The journey of EUnetHTA began back in 2004, when the European Commission and Council of Minsters requested the establishment of a sustainable European network on Health Technology Assessment (HTA) as “a political priority”, work on which was properly initiated in 2005 when a group of 35 organizations came together to establish EUnetHTA, with the mission being to “develop reliable, timely, transparent, and transferable information to contribute to HTA in European countries.”
As the current chair of the executive board since 2018, Dr. Niklas Hedberg, who is also chief pharmacist at TLV, Sweden’s pricing and reimbursement agency, explains, “EUnetHTA is both a network and a project, built up of Health Technology Assessment Bodies (HTAs) from across Europe. The network has answered a number of calls from the European Commission (EC) and now counts 83 partners, some of whom have been members since 2006.”
The project’s unwieldy name reflects the thorny nature of the challenges it aims to tackle. A seemingly paradoxical demand – fundamental to the project’s work, as Hedberg indicates – is ensuring that EUnetHTA provides actionable insights that do not circumvent or infringe upon national sovereignty, since each EU member makes their own pricing and reimbursement decisions. For instance, one of the key activities of EUnetHTA is the production of joint HTA reports on pharmaceuticals, medical devices and diagnostics.
In the fast-developing world of health technologies, especially under the pressure of COVID-19 but already before, there is a need for HTA to be both predictable and flexible
Hedberg expresses, “there is a thin line between producing high quality reports that can easily and readily be implemented without making them preempt national decisions.
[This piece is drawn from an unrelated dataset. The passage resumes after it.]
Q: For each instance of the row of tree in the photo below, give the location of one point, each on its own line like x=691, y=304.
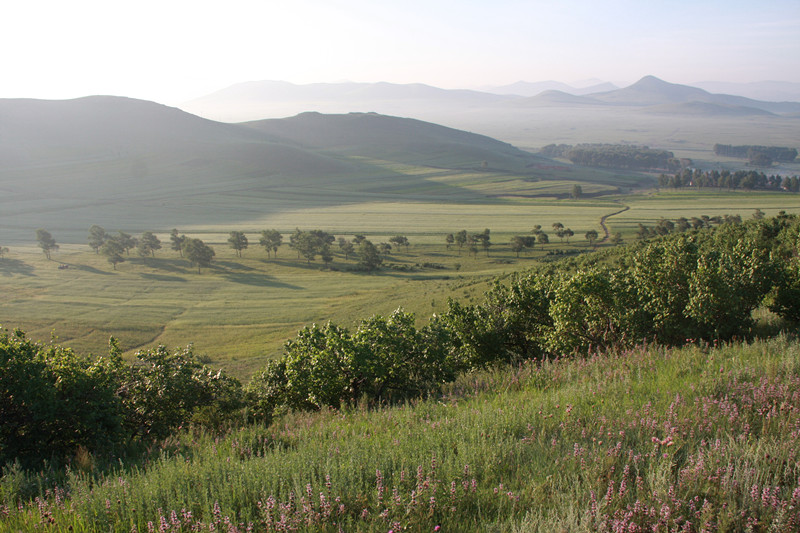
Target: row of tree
x=744, y=179
x=699, y=285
The national decision making must still be national, but the report should be ready and easy to implement. Without this, the value of the joint work becomes questionable.”
What complicates the matter further is that for the past three years, EUnetHTA has in a sense been working towards its own demise. In 2017, the European Commission developed a proposal on the future European model for HTA, and as Hedberg anticipates, “it seems that during the end of the German presidency (July-December 2020) and the beginning of the Portuguese presidency (January-June 2021), an agreement will be struck about which HTA regulation Europe will adopt in the future. That means that the project base and the joint action base might eventually come to an end.”
But he is hopeful that “the network will remain, where we have a pool of participating agencies, communication and information exchange, interaction, and mutual learning”, adding that “the general idea of a joint work on HTA is not under debate. Almost all partners are agreeing that we should increase our efforts on joint work.”
Recapping some of the highlights of EUnetHTA’s work, Hedberg lists, “EUnetHTA has a work package on evidence generation where the HTA bodies have provided an opportunity for early dialogues to the pharma developers. There is also a work stream for post-launch evidence data generation and in this work EUnetHTA has rolled out a number of pilots for evidence generation and has developed a quality tool for evaluating quality and relevance for quality registers.” He also added, from his national perspective, “TLV has worked with RWE for a number of years and we have started to utilise new or untraditional kinds of evidence.
Even if EUnetHTA ceases to exist in its current form in a couple of months, the importance of HTA within the EU will not fade, even though Hedberg does not expect the creation of a new EU HTA agency in the model of the European Medicines Agency (EMA). It is also clear that HTA will remain a challenging issue for the bloc, even after the establishment of an EU-wide HTA regulation, since “in the fast-developing world of health technologies, especially under the pressure of COVID-19 but already before, there is a need for HTA to be both predictable and flexible. Unexpected things happen all the time.”